Pour ce qui est des croyances en un contrôle indirect, nous nous intéressons d’une part aux croyances religieuses, non pas dans leurs formes classiques (Howsepian & Merluzzi, 2009 ; Gretchen et al., 2012 ; Poulson et al., 2008) qui se réfèrent aux doctrines religieuses conventionnées, mais dans le sens du contrôle perçu de Dieu sur les évènements de la vie, tel qu’envisagé par Goggin et al. (2007). Il s’agit des croyances au contrôle divin, le divin ici ne se référant pas à une religion particulière, mais à toute forme de divinité à laquelle un individu peut avoir foi. D’autre part, nous abordons les croyances culturelles à travers l’adhésion aux valeurs culturelles et partons de l’idée que les valeurs et les pratiques culturelles sont porteuses de croyances culturelles ; de sorte qu’un individu qui adhère à celles-ci est susceptible de s’accorder avec les croyances qui les sous-tendent. Nous ne nous intéressons pas à la culture nationale telle que définie dans les travaux de Hofstede (1980), mais à l’adhésion aux valeurs et pratiques culturelles telles qu’abordées par Reynolds et al. (2006) et Reynolds (2009). Il s’agit d’examiner l’adhésion aux croyances et valeurs culturelles à travers l’importance qu’on y accorde et la fréquence de pratique des activités culturelles.
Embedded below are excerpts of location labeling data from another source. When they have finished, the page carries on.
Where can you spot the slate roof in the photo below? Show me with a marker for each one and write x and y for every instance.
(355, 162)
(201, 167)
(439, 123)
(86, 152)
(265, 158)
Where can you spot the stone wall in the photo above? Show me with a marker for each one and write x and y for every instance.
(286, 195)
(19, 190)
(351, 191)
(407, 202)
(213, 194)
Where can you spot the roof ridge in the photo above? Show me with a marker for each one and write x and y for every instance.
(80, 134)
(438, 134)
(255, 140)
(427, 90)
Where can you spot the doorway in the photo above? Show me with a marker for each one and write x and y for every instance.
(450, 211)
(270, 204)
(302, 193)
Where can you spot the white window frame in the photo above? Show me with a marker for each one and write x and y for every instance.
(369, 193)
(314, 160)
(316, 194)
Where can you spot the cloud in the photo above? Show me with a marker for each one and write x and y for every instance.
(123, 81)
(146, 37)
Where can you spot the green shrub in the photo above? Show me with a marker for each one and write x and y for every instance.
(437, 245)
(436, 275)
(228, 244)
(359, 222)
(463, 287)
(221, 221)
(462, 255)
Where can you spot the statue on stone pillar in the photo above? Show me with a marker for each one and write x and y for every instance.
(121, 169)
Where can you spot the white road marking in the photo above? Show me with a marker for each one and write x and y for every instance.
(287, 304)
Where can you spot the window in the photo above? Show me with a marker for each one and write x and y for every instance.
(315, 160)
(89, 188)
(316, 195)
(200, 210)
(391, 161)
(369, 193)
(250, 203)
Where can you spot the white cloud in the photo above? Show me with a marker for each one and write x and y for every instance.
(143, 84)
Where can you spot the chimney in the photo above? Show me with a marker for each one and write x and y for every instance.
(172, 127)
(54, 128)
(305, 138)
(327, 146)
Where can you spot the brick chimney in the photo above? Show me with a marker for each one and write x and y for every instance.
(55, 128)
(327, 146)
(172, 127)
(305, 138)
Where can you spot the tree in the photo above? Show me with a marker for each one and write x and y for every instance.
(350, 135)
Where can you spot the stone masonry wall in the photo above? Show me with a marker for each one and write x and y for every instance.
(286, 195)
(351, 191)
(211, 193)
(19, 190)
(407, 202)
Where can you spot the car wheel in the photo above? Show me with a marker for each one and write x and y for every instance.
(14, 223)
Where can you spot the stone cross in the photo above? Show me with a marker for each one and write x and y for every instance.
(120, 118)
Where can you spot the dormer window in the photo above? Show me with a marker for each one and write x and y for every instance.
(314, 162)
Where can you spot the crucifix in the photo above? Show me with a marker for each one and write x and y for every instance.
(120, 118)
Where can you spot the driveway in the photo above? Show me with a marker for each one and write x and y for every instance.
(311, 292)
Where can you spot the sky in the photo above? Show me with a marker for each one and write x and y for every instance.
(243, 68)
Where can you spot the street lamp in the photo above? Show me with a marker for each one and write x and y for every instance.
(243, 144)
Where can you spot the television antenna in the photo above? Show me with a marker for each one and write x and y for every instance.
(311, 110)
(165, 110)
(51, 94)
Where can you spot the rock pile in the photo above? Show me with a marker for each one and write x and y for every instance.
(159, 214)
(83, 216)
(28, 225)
Ces formes de croyances nous intéressent parce que nous pensons que le contexte culturel camerounais peut être favorable à leur émergence. En effet, la diversité des traditions culturelles avec la diversité des pratiques, la place importante que les Camerounais accordent à Dieu à travers les différentes doctrines religieuses et la montée sans cesse croissante de l’insécurité routière sont autant d’éléments qui sont susceptibles de faire émerger les formes de croyances que nous comptons étudier.